The direct relief in the Act comes from an Education Stabilization Fund (ESF), split roughly evenly between support for K-12 and higher education, which each receive approximately $14 billion. These funds will be distributed to institutions through the office of Federal Student Aid using a formula based on the number of full-time enrolled students (excluding those enrolled exclusively online) and the percentage of those who are Pell-eligible. Minority-serving institutions receive a specified portion of the funds (roughly $1 billion), and a small amount of the total can be directed by the Secretary of Education towards schools most impacted by COVID-19.
Of this direct aid, at least 50% of funds for each institution must be used to provide emergency assistance to students to help ease the transition to online education and ensure they still have access to necessities like housing, food, technology, and child care.
On top of the resources described above, state governors are also allocated roughly $3 billion from the ESF for direct disbursement. A state may use this funding to support their K-12 or higher education system.
For most federal student loan borrowers, this legislation provides immediate relief by suspending loan interest and loan payments for six months (through September 2020). Payments suspended during this time will count towards requirements for loan forgiveness programs, ensuring that students are not knocked off track. Finally, the government will temporarily cease garnishing wages, Social Security benefits, and tax refunds for borrowers in default.
The CARES Act allows the Department of Education to ease regulations on distance learning and reporting requirements. It also gives the Department and schools flexibility to access and use funds from federal grant programs while responding to the COVID-19 pandemic.
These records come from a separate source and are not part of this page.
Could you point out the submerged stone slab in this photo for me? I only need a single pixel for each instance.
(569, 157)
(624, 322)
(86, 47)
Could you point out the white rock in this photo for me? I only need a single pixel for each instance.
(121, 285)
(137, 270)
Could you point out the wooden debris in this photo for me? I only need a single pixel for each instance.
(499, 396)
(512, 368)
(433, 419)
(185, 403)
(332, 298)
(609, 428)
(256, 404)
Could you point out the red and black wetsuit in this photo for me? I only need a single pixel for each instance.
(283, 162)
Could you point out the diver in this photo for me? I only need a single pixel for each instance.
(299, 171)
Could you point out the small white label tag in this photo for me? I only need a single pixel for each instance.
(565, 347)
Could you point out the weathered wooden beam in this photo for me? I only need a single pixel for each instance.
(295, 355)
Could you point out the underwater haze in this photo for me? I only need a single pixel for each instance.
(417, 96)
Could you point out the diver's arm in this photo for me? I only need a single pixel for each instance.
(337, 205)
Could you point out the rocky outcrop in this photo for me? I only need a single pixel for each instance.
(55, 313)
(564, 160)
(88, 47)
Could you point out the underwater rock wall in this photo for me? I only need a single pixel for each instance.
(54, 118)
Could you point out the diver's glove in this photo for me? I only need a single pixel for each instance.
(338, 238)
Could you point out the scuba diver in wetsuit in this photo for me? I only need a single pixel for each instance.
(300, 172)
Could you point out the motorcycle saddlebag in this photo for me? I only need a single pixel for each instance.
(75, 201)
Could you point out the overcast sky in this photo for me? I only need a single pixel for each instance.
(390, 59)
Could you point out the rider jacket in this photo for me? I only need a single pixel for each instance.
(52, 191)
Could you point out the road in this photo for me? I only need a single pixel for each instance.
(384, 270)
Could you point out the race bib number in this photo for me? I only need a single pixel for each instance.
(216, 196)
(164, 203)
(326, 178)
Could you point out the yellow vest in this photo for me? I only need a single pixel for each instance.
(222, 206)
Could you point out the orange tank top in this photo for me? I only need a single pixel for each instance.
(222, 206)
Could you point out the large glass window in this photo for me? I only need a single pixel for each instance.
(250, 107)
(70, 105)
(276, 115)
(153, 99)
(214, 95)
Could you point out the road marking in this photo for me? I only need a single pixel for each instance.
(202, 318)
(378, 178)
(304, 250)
This means schools can use federal funds like Supplemental Educational Opportunity Grants as emergency grant aid to students.
Another provision (Sec. 3508) ensures that neither institutions nor students will be required to repay federal financial aid for academic terms where students withdrew due to COVID-19. Importantly, any terms that a student does not complete due to COVID-19 will also not count toward the time limits prescribed for federal subsidized loans and federal Pell Grants (Sec. 3506-7).
To help retain employees across the economy, the CARES Act allows employers, including higher education institutions, to defer payment of this year’s FICA payroll taxes, and also offers a refundable payroll tax credit of up to $5,000 for wages paid to employees during the COVID-19 crisis.
Moreover, during 2020, the legislation expands the existing tax exclusion for educational assistance to allow an employer to make tax-free payments up to $5,250 per year towards an employee’s student loans.
Congress and the administration deserve credit for their quick response to provide relief for the higher education sector in this time of crisis. While many policies in the CARES Act are common sense aid that will help institutions, students, and borrowers weather the immediate financial turmoil, the economic impact of coronavirus will continue to ripple throughout the higher education system, exacerbating several longer-term issues that remain unresolved.
State governments, many of which were already investing insufficiently in their higher education systems, will likely see large strains on their budgets, as revenues come in far below expectations. Policies that provide more aid to states can reduce the need to slash budgets and provide much needed relief as schools seek to maintain continuity of instruction and services for students, faculty, and staff. Approaches like a federal-state partnership could preempt this problem in advance of the next economic downturn.
Additionally, as experts warn about more school closures, reforms to the school closure process have the potential to mitigate negative impacts for students. BPC commends the bipartisan effort to provide substantial relief, but this is just the first step to addressing the challenges for students and campuses across the country. More will need to be done to ensure critical pathways to education and jobs remain open for all Americans as we mitigate the impact of COVID-19 together.